To our Spoon Crew:

Over the next few weeks we're saying "see you later" to some of our meals. We’ve loved these meals as much as you have, but it’s time to make a little room for something new.

But have no fear! We're providing the recipes for some of these meals so you can still enjoy them at home:

Sweet Potato Quinoa Grain Bowl

Approx. 1 tbsp olive oil
1 1/2 cups cooked quinoa
1 cup sweet potatoes, diced
1 cup dried chickpeas, soaked overnight and drained, or 1 can (15 ounces) low-sodium chickpeas, rinsed and drained
3/4 cup shiitake mushrooms, sliced
1/4 cup organic kale, chopped
¼ cup of water
3 tbsp of tahini
Juice of ½ a lemon

Recipe makes approximately 4 servings


  1. Preheat the oven to 400°F. On a baking sheet toss the diced sweet potatoes with a drizzle of olive oil and a few pinches of salt and pepper.
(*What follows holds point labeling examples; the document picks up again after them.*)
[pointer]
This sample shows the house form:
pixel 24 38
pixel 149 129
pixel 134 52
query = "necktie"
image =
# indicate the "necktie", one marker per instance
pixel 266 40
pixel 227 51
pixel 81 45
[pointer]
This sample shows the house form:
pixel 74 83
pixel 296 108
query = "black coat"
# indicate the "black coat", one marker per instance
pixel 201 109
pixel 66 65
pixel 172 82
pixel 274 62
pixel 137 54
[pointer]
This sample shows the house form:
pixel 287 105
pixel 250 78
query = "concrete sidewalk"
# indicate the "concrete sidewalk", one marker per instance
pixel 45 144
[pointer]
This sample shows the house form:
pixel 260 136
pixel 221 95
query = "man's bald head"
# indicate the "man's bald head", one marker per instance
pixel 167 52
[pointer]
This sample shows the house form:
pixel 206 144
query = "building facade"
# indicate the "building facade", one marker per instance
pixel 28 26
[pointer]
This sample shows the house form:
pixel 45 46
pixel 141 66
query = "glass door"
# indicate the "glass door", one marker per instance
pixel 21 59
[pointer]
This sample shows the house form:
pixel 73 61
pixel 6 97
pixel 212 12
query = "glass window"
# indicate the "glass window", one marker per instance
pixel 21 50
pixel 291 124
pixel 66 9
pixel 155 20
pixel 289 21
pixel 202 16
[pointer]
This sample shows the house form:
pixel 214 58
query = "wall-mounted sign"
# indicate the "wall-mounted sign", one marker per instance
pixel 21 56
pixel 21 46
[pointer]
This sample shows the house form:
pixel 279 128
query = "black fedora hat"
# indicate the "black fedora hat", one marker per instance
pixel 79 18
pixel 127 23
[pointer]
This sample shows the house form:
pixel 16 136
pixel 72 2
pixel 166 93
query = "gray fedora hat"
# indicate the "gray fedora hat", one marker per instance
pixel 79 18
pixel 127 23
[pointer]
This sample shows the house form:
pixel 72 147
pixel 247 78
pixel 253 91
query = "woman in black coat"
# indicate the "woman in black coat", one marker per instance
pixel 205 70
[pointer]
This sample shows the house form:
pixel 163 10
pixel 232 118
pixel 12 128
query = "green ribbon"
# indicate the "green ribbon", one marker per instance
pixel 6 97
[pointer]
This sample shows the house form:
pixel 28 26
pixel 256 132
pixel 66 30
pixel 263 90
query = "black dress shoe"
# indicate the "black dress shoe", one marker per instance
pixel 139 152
Roast until golden brown, 25 to 30 minutes.
  2. To prepare the mushrooms, cut off the hard part from the bottom of the stem and slice. Heat 1 tsp oil in a medium skillet and add in the mushrooms. Cook for about 4 minutes on medium to low heat.
  3. Add chopped kale and chickpeas to skillet with mushrooms. Let kale wilt and chickpeas heat through for 3 - 4 minutes.
  4. For the sauce, in a small bowl whisk together water, tahini, sesame oil, lemon juice, water, and salt to taste.
  5. To serve, place cooked quinoa in a bowl. Combine the roasted sweet potatoes chickpeas, quinoa, shiitake mushrooms, and kale mixture and spoon on top of quinoa. Drizzle with dressing a few pinches of salt and pepper. Add more lemon juice and season to taste.